How can small business owners change their health insurance plans?
Do your research. While you may have an inkling of the new direction you want to take your company health insurance plans, it is always to your advantage to explore multiple options, speak with other small business owners or a health insurance broker and ask the important questions to make sure you are choosing the right health insurance plan to switch to.
Inform your employees of the impending switch. Of course, it’s up to you when and how much you want to tell your employees about switching health plans. Be prepared, such a switch may cause some anxiety and concerns especially if they aren’t forewarned. Offer a sufficient open enrollment period, and let your employees ask questions. Your staff will want to know about the health plan network, if their deductibles will roll over, are dependents included, what the employee premiums will be, and several other practical matters. Prepare an announcement stressing why this change is a better option for the company and for them in the big picture, and prepare a list of FAQs in advance to help allay their fears.
Establish and share enrollment processes and dates. Make sure it’s clear to your employees how to choose their health insurance coverage and provide them with a contact person to reach out to for questions. This should be a trusted expert with excellent knowledge of the new plan, such as your HR representative, PEO account manager, or plan provider contact.
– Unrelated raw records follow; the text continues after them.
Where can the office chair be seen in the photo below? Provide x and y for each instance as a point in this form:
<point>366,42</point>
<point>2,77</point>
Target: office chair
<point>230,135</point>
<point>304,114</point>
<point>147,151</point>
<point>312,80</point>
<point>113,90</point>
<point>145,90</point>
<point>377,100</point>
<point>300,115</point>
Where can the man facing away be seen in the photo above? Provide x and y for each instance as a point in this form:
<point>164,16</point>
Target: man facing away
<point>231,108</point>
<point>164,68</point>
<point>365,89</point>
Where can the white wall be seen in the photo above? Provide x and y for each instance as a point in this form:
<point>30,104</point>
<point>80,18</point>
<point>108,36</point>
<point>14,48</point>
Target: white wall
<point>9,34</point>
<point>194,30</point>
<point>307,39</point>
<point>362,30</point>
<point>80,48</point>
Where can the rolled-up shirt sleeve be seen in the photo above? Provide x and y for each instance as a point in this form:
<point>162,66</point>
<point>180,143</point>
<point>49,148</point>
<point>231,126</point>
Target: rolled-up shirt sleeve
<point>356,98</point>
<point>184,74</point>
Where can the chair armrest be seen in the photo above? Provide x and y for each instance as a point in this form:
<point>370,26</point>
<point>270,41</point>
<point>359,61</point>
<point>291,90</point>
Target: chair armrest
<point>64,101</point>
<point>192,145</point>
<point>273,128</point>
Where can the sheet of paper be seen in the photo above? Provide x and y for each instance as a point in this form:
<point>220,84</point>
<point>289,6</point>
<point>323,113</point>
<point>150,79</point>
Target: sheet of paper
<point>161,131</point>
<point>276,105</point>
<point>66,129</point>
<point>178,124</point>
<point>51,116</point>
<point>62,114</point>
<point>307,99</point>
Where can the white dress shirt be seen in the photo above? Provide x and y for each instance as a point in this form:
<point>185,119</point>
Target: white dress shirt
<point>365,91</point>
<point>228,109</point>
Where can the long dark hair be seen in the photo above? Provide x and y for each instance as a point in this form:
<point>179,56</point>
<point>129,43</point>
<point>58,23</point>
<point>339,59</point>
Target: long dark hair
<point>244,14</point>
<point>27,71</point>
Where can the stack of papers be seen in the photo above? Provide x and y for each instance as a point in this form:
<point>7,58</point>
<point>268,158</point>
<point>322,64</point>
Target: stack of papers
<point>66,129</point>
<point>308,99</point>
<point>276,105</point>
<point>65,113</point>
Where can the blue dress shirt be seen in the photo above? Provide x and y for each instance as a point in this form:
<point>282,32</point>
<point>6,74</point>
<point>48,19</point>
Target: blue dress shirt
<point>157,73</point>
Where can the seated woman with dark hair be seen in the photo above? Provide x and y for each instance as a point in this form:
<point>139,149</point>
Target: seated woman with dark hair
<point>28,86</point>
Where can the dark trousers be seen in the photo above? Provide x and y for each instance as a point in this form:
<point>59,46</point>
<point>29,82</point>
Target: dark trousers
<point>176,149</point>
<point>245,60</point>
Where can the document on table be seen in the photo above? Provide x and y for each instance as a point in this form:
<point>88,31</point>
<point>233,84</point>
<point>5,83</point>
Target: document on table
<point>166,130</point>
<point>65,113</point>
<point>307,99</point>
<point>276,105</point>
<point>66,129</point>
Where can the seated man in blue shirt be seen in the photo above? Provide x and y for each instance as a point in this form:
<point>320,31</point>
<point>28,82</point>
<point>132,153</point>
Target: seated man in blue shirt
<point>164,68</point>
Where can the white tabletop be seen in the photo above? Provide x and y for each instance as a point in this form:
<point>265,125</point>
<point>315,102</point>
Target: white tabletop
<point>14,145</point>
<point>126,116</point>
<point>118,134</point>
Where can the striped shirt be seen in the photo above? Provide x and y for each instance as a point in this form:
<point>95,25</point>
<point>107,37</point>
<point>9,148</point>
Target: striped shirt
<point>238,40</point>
You may want to hold a meeting or Town Hall about the change or find another opportunity for employees to ask questions. Notify your employees several times leading up to the official switch and the cutoff date to enroll in the new plans. It’s important to support everyone in making the transition smoothly and on time.
Establish a new coverage start date with the new group plan provider. Of course, it only makes sense to ensure you have no lapse in coverage dates for your employees when you switch to the new plan. Verify your company’s last contracted day with the current provider, and make sure the new plan starts the following day.
Inform the current health insurance plan provider that you are leaving. Let your plan provider account manager know what your last day of service will be with them, and make sure to save all related contracts and paperwork regarding the change.
Does a small business even need to offer employee health insurance?
Under the affordable care act (ACA), employers with under 50 full-time equivalent employees (FTEs) are not required to offer health care coverage, but the advantages (better employee retention and recruitment, healthier workforce) often outweigh the costs. Check out this article to learn more about the advantages: Study Shows Big ROI on Employer-Sponsored Health Insurance. The Small Business Health Options Program (SHOP), part of the ACA, was set up to help businesses with under 50 FTEs find a health plan. Companies with fewer than 25 employees, may even qualify for a small business health care tax credit if buying SHOP insurance. Not sure if it’s a good fit? Contact a local broker who specializes in small group health insurance for guidance. Note: There are private plans not listed in the SHOP program that you may want to consider. Again, a health insurance broker who specializes in small businesses can help understand your needs and guide you to what may be the best fit.
Don’t be afraid to switch.
Changing insurance providers does not have to be a headache. It’s often easier when you work with a broker who can help to inform your decision maker. Or in the case of switching to a PEO, work directly with your account rep, who can inform you of your plan options and make sure you dot the i’s and cross the t’s when transitioning to the new plan.